Scrapping Tier 2 visas is a great step forward - but what about students?

Mark Middleton

UK architecture relies on talented young part Is and IIs but the new immigration system will exclude them

In early December, the RIBA and the Home office announced that a new bespoke category of visa for “exceptional talent” in architecture would be available from January 10, 2019. I for one greeted this with a yawn and a thought the architectural powers that be are answering the wrong question. These new visas would be for “outstandingly talented” individuals and would involve both the RIBA and Arts Council England assessing and endorsing applications with the Home Office.

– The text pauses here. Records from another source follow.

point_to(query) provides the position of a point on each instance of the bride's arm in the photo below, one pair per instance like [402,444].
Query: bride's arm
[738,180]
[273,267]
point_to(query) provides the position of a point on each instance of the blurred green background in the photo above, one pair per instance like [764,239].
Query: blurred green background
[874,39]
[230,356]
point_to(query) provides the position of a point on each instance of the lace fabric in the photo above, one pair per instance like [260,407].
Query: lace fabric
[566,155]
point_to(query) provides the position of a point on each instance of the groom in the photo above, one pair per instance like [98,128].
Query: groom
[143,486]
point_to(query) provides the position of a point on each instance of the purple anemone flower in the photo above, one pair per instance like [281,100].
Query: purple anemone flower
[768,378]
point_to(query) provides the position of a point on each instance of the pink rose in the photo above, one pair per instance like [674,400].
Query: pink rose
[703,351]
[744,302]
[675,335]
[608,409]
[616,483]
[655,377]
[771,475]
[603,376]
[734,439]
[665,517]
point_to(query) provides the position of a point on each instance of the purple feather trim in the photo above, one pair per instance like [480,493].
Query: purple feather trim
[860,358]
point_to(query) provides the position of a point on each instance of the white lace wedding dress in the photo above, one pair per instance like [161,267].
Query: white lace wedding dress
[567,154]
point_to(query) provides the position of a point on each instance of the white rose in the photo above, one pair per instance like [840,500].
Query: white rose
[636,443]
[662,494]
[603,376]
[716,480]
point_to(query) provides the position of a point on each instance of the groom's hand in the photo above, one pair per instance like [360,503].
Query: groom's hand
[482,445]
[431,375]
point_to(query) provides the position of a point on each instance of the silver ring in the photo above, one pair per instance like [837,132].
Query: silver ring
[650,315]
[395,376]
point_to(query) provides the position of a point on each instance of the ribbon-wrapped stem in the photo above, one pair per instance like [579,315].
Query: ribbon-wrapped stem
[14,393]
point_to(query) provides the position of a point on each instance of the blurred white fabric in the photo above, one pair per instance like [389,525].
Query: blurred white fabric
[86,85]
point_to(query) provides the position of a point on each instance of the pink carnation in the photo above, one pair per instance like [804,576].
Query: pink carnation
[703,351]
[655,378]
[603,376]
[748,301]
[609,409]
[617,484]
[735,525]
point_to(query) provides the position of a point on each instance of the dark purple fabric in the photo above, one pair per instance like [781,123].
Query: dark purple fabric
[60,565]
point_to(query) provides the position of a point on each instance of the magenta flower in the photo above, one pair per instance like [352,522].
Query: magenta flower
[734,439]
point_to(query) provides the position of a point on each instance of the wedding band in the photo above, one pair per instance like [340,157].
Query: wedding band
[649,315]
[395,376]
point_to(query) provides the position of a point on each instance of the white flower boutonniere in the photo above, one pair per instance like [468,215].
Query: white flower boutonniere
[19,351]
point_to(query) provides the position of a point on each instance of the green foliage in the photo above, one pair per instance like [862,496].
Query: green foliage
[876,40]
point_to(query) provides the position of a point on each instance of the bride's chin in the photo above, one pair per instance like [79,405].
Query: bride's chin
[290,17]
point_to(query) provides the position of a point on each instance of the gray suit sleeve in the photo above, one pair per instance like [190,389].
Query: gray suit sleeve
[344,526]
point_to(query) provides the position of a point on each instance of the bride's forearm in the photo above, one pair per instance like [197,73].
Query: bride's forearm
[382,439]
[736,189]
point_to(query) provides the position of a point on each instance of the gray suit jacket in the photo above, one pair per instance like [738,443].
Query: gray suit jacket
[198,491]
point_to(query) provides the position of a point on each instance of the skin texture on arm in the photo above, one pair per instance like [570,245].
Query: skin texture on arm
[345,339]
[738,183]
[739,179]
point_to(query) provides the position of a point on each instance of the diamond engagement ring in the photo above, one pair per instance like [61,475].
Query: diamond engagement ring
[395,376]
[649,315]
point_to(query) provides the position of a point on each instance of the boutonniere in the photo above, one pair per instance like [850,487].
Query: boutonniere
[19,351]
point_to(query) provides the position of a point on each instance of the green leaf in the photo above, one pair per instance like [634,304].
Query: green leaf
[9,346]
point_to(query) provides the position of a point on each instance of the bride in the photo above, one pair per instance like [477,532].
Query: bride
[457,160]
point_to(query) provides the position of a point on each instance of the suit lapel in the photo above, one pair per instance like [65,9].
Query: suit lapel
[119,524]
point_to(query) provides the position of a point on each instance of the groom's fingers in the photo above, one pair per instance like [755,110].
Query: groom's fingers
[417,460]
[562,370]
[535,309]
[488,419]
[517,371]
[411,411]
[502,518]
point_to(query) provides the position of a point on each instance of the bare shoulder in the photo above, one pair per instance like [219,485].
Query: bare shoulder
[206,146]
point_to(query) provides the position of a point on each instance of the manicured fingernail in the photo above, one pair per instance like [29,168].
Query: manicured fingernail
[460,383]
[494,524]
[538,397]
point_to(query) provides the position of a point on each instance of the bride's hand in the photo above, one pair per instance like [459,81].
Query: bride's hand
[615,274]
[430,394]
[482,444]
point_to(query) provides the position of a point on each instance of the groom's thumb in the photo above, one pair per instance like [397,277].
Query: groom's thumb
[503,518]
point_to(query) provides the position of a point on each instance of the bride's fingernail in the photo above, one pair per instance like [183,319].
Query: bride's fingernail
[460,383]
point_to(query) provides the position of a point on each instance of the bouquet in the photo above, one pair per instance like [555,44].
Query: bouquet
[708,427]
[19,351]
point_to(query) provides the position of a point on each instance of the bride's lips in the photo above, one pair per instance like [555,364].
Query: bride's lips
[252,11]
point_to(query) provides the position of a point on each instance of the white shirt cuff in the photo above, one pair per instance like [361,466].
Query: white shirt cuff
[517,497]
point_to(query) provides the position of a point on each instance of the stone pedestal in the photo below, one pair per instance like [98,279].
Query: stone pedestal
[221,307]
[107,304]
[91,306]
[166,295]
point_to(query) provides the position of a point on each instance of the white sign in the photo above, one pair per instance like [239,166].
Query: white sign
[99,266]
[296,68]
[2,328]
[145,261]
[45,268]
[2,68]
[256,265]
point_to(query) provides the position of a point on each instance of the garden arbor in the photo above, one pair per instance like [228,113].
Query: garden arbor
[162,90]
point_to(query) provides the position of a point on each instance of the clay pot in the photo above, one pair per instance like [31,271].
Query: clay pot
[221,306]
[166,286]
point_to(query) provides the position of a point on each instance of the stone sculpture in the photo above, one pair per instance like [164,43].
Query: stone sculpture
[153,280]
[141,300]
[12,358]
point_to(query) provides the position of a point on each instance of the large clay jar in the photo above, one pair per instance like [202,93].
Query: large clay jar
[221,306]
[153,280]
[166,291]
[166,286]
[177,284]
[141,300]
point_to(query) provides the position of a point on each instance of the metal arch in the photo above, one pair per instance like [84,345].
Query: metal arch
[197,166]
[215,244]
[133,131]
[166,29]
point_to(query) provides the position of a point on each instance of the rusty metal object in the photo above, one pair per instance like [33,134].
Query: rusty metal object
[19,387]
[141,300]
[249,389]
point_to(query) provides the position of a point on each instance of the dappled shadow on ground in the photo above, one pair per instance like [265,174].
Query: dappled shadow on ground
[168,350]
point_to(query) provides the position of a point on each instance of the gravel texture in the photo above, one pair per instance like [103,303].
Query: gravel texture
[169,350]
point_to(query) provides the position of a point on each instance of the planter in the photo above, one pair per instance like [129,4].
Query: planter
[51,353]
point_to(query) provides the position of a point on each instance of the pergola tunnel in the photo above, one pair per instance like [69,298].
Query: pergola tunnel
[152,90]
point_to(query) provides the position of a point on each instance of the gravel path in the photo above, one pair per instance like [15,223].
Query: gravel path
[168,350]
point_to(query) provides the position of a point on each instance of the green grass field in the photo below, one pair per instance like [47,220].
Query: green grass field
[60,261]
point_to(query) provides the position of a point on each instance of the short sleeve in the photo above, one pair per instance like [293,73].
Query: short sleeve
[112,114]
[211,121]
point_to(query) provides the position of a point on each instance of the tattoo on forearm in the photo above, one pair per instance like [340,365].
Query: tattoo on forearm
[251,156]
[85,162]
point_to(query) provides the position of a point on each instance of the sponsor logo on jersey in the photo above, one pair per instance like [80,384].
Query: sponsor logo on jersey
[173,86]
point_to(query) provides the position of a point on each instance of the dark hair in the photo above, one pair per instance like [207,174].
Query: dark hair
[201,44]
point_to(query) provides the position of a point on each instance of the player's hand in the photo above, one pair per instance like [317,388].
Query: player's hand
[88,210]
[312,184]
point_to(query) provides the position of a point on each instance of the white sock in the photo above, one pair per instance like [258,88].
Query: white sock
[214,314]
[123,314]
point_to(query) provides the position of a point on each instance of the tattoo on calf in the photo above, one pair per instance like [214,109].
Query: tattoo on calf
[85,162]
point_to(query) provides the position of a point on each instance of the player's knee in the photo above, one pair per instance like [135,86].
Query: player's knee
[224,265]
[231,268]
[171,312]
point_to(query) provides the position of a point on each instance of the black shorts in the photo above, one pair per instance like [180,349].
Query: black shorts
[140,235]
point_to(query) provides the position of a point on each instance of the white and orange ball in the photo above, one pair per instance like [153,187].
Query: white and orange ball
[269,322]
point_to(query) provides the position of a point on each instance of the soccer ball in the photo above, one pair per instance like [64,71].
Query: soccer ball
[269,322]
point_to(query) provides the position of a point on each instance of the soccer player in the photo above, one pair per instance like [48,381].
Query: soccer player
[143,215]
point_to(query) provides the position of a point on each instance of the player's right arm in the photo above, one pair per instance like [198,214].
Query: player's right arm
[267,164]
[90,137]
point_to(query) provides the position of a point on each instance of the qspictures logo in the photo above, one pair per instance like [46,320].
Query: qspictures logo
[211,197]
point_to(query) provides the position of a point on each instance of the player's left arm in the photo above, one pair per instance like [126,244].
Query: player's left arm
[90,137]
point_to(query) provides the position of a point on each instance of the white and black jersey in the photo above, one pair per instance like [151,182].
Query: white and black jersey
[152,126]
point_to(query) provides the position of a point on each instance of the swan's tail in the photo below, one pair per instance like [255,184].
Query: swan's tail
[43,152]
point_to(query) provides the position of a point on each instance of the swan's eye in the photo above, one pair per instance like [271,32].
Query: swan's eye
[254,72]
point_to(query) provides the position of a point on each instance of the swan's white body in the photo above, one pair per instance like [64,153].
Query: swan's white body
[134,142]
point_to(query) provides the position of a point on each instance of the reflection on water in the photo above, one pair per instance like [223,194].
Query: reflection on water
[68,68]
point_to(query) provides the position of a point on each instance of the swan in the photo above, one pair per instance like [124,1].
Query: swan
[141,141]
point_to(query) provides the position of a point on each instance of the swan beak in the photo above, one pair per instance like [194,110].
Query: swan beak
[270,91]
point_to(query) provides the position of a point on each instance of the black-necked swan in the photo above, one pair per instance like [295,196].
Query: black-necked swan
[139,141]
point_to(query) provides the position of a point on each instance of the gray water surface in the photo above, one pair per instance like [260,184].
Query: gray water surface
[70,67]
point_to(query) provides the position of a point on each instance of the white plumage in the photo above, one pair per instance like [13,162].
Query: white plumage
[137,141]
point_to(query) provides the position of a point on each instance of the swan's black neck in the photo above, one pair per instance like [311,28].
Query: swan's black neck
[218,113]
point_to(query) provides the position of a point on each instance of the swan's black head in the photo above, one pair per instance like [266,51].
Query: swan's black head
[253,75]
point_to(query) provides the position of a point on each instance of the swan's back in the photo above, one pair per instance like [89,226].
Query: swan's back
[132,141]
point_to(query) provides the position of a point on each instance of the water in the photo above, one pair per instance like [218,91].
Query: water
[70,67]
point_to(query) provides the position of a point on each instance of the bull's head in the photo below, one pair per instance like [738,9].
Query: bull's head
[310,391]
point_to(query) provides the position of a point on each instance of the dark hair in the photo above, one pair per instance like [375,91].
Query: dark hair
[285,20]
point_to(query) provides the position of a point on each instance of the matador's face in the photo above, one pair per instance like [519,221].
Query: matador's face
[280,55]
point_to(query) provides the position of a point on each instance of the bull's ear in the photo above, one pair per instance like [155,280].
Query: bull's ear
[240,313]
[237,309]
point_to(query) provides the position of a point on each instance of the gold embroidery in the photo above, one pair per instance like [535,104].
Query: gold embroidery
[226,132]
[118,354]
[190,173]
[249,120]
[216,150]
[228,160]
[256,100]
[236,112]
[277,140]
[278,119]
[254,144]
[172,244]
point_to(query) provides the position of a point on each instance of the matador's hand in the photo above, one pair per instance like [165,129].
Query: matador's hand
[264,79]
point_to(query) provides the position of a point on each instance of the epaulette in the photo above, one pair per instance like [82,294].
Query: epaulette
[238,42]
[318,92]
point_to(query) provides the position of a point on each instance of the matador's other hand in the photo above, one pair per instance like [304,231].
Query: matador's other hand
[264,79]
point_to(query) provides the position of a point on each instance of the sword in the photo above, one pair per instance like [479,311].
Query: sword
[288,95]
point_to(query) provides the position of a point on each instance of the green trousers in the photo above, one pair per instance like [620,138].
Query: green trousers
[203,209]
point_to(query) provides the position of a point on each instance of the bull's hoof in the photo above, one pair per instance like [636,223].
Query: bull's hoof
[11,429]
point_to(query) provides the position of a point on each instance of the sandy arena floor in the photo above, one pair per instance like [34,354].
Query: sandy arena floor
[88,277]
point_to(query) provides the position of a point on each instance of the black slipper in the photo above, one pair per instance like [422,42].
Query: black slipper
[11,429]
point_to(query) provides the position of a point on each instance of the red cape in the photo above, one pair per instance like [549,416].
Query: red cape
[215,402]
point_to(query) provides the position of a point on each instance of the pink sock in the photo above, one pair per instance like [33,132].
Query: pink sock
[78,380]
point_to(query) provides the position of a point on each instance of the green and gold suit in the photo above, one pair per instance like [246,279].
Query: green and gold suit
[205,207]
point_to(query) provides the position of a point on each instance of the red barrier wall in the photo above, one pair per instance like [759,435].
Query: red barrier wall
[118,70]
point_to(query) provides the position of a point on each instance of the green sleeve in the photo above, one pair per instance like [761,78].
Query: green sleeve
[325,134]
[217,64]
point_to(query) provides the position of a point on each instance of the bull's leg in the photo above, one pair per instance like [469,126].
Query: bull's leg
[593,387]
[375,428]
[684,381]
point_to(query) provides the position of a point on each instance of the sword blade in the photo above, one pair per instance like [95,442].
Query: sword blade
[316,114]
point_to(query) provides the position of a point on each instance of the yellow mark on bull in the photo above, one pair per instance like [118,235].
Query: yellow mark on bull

This has typically been open to entrepreneurs and investors, basically people with wads of cash to invest in UK PLC, but will now be available to “exceptionalness”. I wonder how this will be defined, as it will need to be demonstrable. If this refers to completed works, it will be more difficult for the talented emerging architects we need to come here and join existing practices. This may help to keep London as one of the centres of architectural excellence post-Brexit, but it won’t help those who have kept it as a leading light for so long.

The current system of Tier 1 and Tier 2 visas is inadequate and remains an impenetrable and expensive mess. The fact that we were EU members with access to a visa-free architectural workforce was the only reason why we didn’t scream and shout about it before. You would think that my practice Grimshaw, with its global footprint of eight offices, would have used the system often and know all the buttons to press: the reality is we don’t touch new Tier 2 visa applications at all, although we have transferred a few Tier 4 student visas to Tier 2 which is a simple process in comparison.